The advent of innovative data collection technologies provides researchers with the tools to monitor and collect information on these behaviours.
Like the financial and healthcare sectors, consumers and businesses within the food industry generate huge terabytes of information that offer detailed descriptions of behaviours.
The researchers believe that if these data-rich sources could be linked and analysed, they will be able to meet societal challenges regarding health, well-being and climate change.
Entitled Richfields, the project is headed up by Karin Zimmermann, coordinator of the project at Wageningen University in the Netherlands.
By combining previously under-exploited 'big data' generated by consumers (apps, sensors), as well as by business (retail and manufacturers) and research (surveillance data), the project will identify the most efficient approaches to food purchasing and procurement.
On the consumer side, Richfields will assess the feasibility of linking existing and new research infrastructures, laboratories and facilities, which could add to the platform's bank of knowledge.
Depending on these findings, the project will design the technical requirements to collect, compare and share information about consumer food behaviour.
This data will extend to include detail on food purchases and preparation, for instance in the kitchen, and consumption, for instance in the dining room.
“Richfields will assess what facilities, resources and services can support research, to learn more about what consumers choose to eat and how and why we make those choices,” said Zimmermann.
Big data refers to enormous sets of information that need to be comprehensively mined to uncover patterns, trends, and associations that relate to human behaviour and interactions.
It’s applications within the food industry range from keep up with changing trends, to recording food allergies, or food preferences, opening the door to personalising the dining experience in a restaurant.
On a global scale, population-based nutritional information could be used in data-driven decision making in the food and nutrition industry.

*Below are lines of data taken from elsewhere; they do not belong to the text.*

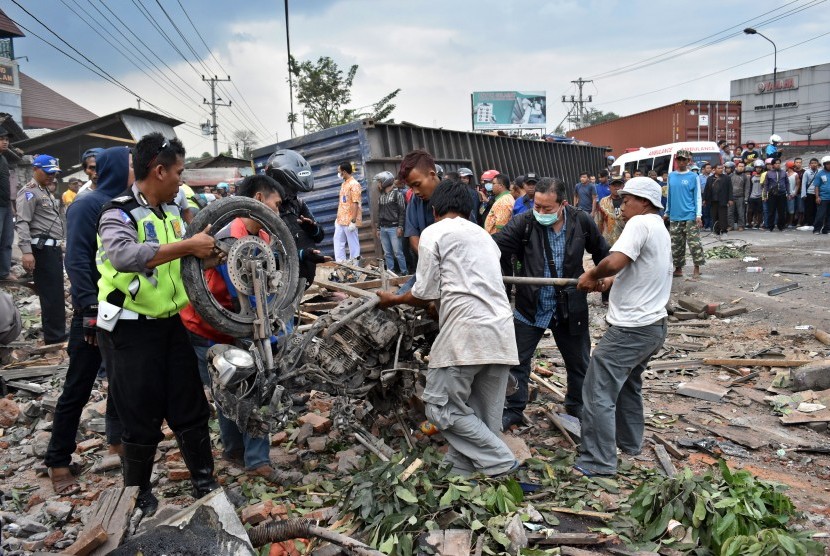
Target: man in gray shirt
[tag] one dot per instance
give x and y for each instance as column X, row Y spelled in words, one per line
column 458, row 269
column 40, row 238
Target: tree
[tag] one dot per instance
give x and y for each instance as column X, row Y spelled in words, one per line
column 246, row 141
column 324, row 92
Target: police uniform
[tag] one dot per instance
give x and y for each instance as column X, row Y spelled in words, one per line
column 40, row 232
column 152, row 367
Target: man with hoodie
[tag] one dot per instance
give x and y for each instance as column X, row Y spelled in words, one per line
column 740, row 192
column 116, row 173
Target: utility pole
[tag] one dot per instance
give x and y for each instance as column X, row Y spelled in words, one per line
column 290, row 78
column 213, row 104
column 578, row 102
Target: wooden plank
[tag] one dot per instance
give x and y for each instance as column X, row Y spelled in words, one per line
column 565, row 538
column 738, row 435
column 320, row 306
column 345, row 288
column 368, row 284
column 571, row 551
column 665, row 460
column 32, row 372
column 88, row 540
column 758, row 362
column 115, row 506
column 800, row 418
column 670, row 448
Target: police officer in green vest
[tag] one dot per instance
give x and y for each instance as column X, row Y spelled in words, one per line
column 152, row 368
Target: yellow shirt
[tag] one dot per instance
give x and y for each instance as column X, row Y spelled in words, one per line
column 349, row 194
column 67, row 197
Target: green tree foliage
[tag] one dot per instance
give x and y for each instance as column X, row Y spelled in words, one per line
column 324, row 92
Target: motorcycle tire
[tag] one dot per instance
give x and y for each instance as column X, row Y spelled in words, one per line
column 219, row 214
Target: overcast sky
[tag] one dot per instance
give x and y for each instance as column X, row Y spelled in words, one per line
column 437, row 52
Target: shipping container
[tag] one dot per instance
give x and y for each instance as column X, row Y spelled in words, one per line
column 687, row 120
column 374, row 147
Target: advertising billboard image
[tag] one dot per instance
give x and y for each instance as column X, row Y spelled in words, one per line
column 509, row 110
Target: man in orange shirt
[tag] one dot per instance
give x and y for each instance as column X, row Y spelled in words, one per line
column 502, row 209
column 349, row 215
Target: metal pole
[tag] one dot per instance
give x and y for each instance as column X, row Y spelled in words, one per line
column 290, row 79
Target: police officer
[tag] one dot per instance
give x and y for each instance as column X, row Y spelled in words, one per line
column 152, row 368
column 40, row 237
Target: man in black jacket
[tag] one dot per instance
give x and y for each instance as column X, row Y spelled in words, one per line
column 718, row 196
column 550, row 241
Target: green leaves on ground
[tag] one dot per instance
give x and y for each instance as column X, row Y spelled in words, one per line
column 718, row 507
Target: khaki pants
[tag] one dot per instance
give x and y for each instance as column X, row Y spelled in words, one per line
column 465, row 403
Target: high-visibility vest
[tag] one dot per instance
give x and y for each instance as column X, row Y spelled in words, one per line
column 162, row 293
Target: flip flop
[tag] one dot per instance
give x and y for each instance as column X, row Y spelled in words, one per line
column 64, row 484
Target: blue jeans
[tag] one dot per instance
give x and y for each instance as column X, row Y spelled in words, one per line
column 6, row 240
column 392, row 249
column 255, row 450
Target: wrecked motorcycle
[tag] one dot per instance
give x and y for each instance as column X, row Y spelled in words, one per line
column 366, row 357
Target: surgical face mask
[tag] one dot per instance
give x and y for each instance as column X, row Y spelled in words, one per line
column 546, row 219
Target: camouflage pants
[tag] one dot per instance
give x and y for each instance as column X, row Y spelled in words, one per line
column 682, row 232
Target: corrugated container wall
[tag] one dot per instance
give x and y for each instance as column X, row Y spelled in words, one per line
column 375, row 147
column 687, row 120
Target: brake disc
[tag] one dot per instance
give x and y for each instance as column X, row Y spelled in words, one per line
column 241, row 253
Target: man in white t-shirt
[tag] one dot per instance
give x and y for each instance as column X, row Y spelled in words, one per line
column 458, row 269
column 640, row 267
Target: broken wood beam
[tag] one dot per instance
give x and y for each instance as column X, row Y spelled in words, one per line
column 665, row 460
column 87, row 541
column 555, row 420
column 392, row 281
column 583, row 513
column 565, row 538
column 670, row 448
column 344, row 288
column 548, row 386
column 762, row 362
column 571, row 551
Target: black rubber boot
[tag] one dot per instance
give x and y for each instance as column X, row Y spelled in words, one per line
column 198, row 456
column 137, row 464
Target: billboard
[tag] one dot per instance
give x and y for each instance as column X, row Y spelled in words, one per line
column 509, row 110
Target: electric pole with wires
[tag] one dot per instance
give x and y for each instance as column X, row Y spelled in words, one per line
column 578, row 103
column 214, row 102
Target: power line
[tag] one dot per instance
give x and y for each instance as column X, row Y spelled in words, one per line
column 119, row 47
column 670, row 54
column 699, row 77
column 94, row 68
column 201, row 62
column 218, row 63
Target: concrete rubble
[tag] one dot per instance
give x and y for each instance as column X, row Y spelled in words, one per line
column 767, row 418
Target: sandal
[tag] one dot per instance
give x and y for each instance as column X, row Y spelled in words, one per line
column 277, row 476
column 236, row 458
column 63, row 481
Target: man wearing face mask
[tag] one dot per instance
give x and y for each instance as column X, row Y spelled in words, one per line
column 549, row 242
column 486, row 196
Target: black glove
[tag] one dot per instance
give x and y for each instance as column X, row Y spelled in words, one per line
column 313, row 256
column 309, row 227
column 90, row 324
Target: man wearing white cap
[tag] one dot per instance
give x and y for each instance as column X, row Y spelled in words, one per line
column 640, row 267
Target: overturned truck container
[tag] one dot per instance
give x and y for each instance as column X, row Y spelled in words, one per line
column 374, row 147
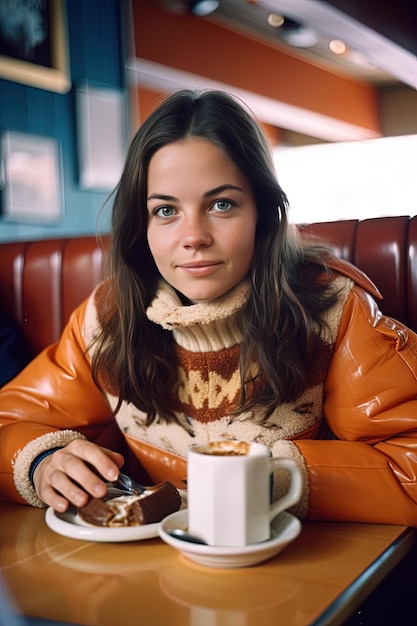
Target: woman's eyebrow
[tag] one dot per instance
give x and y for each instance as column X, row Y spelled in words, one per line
column 221, row 188
column 161, row 196
column 210, row 192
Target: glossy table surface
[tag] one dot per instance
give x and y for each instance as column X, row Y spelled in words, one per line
column 320, row 578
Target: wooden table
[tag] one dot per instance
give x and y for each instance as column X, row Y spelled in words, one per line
column 321, row 578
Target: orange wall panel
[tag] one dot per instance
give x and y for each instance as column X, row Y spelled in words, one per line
column 205, row 48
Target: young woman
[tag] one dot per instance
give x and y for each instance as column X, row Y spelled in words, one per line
column 216, row 321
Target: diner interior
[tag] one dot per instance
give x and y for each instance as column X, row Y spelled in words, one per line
column 334, row 85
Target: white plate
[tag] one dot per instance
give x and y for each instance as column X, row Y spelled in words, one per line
column 71, row 525
column 284, row 529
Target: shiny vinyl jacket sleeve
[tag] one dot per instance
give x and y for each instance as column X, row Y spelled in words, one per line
column 53, row 393
column 367, row 470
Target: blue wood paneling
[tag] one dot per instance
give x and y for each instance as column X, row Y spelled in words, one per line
column 96, row 54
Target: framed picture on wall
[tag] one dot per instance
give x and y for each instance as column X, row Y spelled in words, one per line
column 33, row 44
column 31, row 180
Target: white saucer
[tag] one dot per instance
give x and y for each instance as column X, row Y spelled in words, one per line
column 71, row 525
column 284, row 528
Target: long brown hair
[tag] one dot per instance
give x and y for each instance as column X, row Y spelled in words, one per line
column 135, row 357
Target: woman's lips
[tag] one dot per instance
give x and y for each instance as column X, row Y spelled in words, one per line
column 202, row 268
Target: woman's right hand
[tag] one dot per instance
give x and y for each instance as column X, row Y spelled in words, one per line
column 75, row 473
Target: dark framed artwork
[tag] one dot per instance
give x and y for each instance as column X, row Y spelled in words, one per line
column 33, row 44
column 31, row 179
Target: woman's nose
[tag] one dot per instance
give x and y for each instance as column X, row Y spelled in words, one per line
column 196, row 233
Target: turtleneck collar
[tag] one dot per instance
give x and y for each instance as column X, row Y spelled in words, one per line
column 208, row 326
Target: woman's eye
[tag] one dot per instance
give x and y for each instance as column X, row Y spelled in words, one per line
column 223, row 205
column 164, row 211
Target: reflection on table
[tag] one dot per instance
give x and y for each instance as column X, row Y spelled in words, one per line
column 147, row 582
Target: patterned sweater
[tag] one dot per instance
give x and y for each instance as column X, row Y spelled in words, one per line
column 207, row 341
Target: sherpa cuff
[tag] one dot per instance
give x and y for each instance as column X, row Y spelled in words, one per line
column 285, row 448
column 25, row 458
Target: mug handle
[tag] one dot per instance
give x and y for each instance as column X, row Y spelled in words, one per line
column 296, row 486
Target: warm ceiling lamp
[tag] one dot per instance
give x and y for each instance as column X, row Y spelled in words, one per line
column 204, row 7
column 337, row 46
column 275, row 19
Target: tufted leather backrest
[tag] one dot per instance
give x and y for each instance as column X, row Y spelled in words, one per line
column 41, row 282
column 385, row 248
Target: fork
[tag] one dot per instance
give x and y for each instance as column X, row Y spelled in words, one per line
column 128, row 485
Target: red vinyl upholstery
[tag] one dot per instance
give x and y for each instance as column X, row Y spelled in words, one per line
column 41, row 282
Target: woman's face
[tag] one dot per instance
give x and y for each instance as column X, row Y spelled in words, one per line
column 201, row 219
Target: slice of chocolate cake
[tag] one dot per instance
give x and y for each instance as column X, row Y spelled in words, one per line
column 147, row 508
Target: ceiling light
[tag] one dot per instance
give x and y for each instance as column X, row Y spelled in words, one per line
column 337, row 46
column 298, row 35
column 204, row 7
column 275, row 20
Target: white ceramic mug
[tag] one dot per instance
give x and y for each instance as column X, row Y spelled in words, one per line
column 228, row 484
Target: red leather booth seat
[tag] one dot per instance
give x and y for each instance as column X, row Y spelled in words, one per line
column 41, row 282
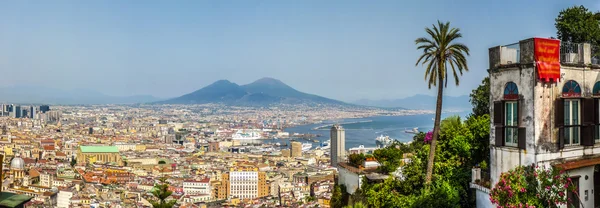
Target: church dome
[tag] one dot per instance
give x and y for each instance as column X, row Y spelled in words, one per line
column 17, row 163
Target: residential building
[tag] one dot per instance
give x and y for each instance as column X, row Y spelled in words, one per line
column 338, row 144
column 197, row 186
column 64, row 198
column 296, row 150
column 246, row 183
column 92, row 154
column 545, row 111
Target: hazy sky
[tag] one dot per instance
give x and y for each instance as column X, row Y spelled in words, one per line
column 339, row 49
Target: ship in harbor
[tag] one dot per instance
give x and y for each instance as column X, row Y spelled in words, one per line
column 325, row 145
column 246, row 135
column 383, row 141
column 413, row 131
column 306, row 146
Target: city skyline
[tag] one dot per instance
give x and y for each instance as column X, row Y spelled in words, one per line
column 366, row 51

This could have uses for companies developing products for personal nutrition or for governments to determine the success and failure of public health policies.
Along with the Division of Human Nutrition at Wageningen University, the project brings together organisations in Europe such as The German Institute of Food Technologies (DIL) in Germany; and the European Food Information Resource, Belgium.
Other collaborators include the European Food Information Council of Belgium; Institute Of Food Research, United Kingdom and the Européen pour la Nutrition et la Santé, based in France.